Given that Turkey has a negative trade balance, this imbalance between cash in advance and open account between exports and imports is a true concern and is the reason why the company owners were so concerned about the recent change.
Stock Market Wobbles
How difficult the situation will become this year depends on several factors. Some of these elements hold true for all economies and can’t be controlled by any government. For instance, the rate of economic growth seems relatively open at a time when countries across the world are battling to contain the Omikron strain of the Covid-19 virus. At the same time, inflation is soaring in most advanced countries and in particular in the U.S. and Western Europe, bringing an end to the ultra-cheap money that central banks have poured into the markets. How much this will affect growth appears unclear so far, but the wobbles in stock markets are a sign of greater uncertainty.
It is almost impossible to predict how the tourist season will shape up in this traditional holiday hotspot, even though the low lira will likely help the industry lure foreign travelers back – once they dare to travel again.

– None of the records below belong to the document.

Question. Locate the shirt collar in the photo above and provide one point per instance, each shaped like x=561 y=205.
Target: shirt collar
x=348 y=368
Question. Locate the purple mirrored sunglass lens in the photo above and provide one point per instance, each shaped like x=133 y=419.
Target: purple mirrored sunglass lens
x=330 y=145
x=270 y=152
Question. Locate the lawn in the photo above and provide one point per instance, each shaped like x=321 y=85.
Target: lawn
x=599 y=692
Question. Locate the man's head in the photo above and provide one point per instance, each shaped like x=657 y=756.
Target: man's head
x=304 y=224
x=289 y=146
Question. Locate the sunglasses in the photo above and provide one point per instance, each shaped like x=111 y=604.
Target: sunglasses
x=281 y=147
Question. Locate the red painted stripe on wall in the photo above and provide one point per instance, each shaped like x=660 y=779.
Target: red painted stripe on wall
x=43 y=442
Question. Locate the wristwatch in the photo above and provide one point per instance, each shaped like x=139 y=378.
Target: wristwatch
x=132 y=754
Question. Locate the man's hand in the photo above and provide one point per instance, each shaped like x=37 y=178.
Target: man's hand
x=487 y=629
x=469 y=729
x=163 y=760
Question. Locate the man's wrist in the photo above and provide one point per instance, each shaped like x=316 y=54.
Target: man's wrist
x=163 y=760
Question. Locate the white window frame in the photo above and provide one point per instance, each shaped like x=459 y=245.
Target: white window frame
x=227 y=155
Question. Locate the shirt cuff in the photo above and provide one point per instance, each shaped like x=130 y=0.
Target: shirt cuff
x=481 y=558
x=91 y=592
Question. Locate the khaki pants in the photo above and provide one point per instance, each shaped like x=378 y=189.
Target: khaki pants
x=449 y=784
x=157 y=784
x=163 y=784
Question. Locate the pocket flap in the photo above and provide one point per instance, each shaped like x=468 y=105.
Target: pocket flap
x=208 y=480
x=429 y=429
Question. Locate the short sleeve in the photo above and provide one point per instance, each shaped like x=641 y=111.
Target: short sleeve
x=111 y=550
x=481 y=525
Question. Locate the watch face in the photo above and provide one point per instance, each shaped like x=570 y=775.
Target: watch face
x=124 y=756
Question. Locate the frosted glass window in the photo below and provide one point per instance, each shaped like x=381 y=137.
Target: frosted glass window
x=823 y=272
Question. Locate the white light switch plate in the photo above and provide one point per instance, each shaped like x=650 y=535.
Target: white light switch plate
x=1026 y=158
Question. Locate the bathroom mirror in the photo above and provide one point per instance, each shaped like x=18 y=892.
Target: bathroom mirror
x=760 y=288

Still, with the complications that follow the unorthodox economic path of the government and central bank, market participants might be tempted to shun the country or, more precisely, place a higher price tag on investments, which may put off risktakers.
Boost Growth With Fiscal Measures
Economists such as Özgür Orhangazi at Kadir Has University expect the government to do everything it can to boost growth while the effects of the currency shock will slowly sink in. The government is likely to use fiscal stimulus measures and credit growth in its attempt to maintain growth. But the problem seems that any attempt by the government to increase growth using low interest rates and credit growth results in a further weakening of the lira, Orhangazi warned.
“The main issue will be the re-financing of the external debt,” said Orhangazi. “The government has been able to increase its foreign borrowing, albeit at higher interest rates and the non-financial corporates have been decreasing their foreign currency debt.” The financial services industry meanwhile has not so far had any problem in re-financing.
Going to the Polls in 2023
Obviously, the government relies on growth for its chances at the polls, while it is well aware that the spread between interest rates and inflation is leading to a sharp fall in real incomes and increased poverty.
Most economists have been saying that the monetary policy wouldn’t hold in the long run, even with the measures taken by the government to offset the difficulties. But whether, how and to what extent such a change of course might occur is a tough one to predict.